Venezuela and Good Intentions

Janis Hernandez

Nicolas Maduro. Photo: wikipedia.org

HAVANA TIMES — An old proverb says that the road to hell is paved with good intentions. This maxim can be applied to those leftwing parties that come to power claiming to represent the people’s interests and, as time passes, become increasingly totalitarian.

Venezuela is a good example of this trend. To those who do not agree with me, I can only say that time will prove me right. Since taking office, President Maduro has set in motion a series of maneuvers that can only lead to absolutism in time.

The enabling laws (special powers) that furnish the leader with so many prerogatives could be a double-edged sword for any truly democratic society.

Maduro claims to speak on behalf of the people, so I find it rather curious that he always does so in the first person. “I’ve decided, I’ve established, I’ve said,” and similar phrases are common in the president’s speeches.

Nowhere in the boring diatribes of the enthusiastic president do we find a “we” or “our government.”

Some of my colleagues had already referred to Maduro’s ill-tempered and threatening tone. Incidentally, that is one of the things he criticizes the opposition for most frequently.
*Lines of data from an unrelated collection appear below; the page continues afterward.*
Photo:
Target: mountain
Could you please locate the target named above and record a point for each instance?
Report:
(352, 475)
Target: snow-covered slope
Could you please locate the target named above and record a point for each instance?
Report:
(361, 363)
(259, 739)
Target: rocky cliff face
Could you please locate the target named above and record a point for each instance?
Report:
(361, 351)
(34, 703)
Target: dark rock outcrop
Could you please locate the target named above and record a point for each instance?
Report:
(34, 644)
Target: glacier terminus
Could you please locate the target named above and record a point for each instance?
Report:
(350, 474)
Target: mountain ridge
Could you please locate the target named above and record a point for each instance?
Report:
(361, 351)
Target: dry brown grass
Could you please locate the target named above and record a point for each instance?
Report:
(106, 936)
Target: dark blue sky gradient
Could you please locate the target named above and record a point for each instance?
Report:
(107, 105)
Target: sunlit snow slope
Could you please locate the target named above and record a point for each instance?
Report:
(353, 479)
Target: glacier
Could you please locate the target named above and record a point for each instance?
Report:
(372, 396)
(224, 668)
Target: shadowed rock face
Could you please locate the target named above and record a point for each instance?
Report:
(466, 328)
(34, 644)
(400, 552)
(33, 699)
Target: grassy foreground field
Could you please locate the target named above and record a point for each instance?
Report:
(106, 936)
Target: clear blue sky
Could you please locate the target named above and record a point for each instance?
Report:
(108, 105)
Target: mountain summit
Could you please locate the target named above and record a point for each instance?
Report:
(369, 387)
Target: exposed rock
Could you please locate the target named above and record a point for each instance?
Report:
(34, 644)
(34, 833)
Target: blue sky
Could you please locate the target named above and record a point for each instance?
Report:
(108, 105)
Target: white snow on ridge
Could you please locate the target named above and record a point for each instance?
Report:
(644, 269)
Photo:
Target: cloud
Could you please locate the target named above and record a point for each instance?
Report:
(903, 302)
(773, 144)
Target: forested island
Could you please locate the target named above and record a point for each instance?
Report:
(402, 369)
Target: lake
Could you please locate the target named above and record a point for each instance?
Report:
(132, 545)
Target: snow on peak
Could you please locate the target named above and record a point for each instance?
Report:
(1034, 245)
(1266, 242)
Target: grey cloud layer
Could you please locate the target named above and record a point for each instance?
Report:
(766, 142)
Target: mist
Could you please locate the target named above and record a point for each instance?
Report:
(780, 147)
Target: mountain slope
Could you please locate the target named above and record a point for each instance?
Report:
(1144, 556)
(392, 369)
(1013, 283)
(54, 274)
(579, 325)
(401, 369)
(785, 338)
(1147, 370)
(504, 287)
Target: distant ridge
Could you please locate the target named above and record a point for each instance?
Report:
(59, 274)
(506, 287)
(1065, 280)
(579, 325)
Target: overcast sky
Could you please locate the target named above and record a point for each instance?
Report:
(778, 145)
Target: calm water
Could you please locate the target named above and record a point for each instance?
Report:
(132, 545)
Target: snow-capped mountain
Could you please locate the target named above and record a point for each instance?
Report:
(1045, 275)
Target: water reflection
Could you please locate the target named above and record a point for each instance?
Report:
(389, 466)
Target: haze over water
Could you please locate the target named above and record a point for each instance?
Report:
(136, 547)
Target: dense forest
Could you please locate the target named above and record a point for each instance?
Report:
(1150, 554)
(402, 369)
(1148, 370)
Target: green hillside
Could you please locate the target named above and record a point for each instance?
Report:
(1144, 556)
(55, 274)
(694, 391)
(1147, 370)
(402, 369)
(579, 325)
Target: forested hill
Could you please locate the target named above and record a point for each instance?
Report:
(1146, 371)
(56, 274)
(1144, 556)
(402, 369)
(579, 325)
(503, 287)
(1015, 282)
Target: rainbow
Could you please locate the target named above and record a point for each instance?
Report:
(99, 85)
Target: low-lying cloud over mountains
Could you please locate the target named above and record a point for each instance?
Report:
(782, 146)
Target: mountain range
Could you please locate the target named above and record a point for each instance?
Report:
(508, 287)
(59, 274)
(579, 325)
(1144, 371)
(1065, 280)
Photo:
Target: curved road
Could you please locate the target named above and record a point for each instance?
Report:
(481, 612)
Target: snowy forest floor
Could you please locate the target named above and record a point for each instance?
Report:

It doesn’t seem to bother him when he does it.

In his alleged pleas for peace, we find a marked tendency to define the opposing camps, underscore divisions and highlight differences.

In the name of the “socialism of the 21st century”, a program he inherited from his predecessor Hugo Chavez, he has set in motion a series of projects comprising the so-called “Plan for the Homeland.” The social programs, new economic adjustments and other measures contained in this plan are, in and of themselves, moved by very good intentions.

But we should be careful, as this is a movie many of us have seen before.

In theory, everything always works very well, but, in the long term, all of these “gifts” give rise to many evils: inflation, social parasitism, and the worst thing of all – the subjective debt people come to incur with their generous governments, later collected in the form of their most elementary civil liberties.

This new type of socialism reminds me a lot of the old one. It’s more of the same with one or two changes here and there. And it is always presented behind the veil of “good intentions.”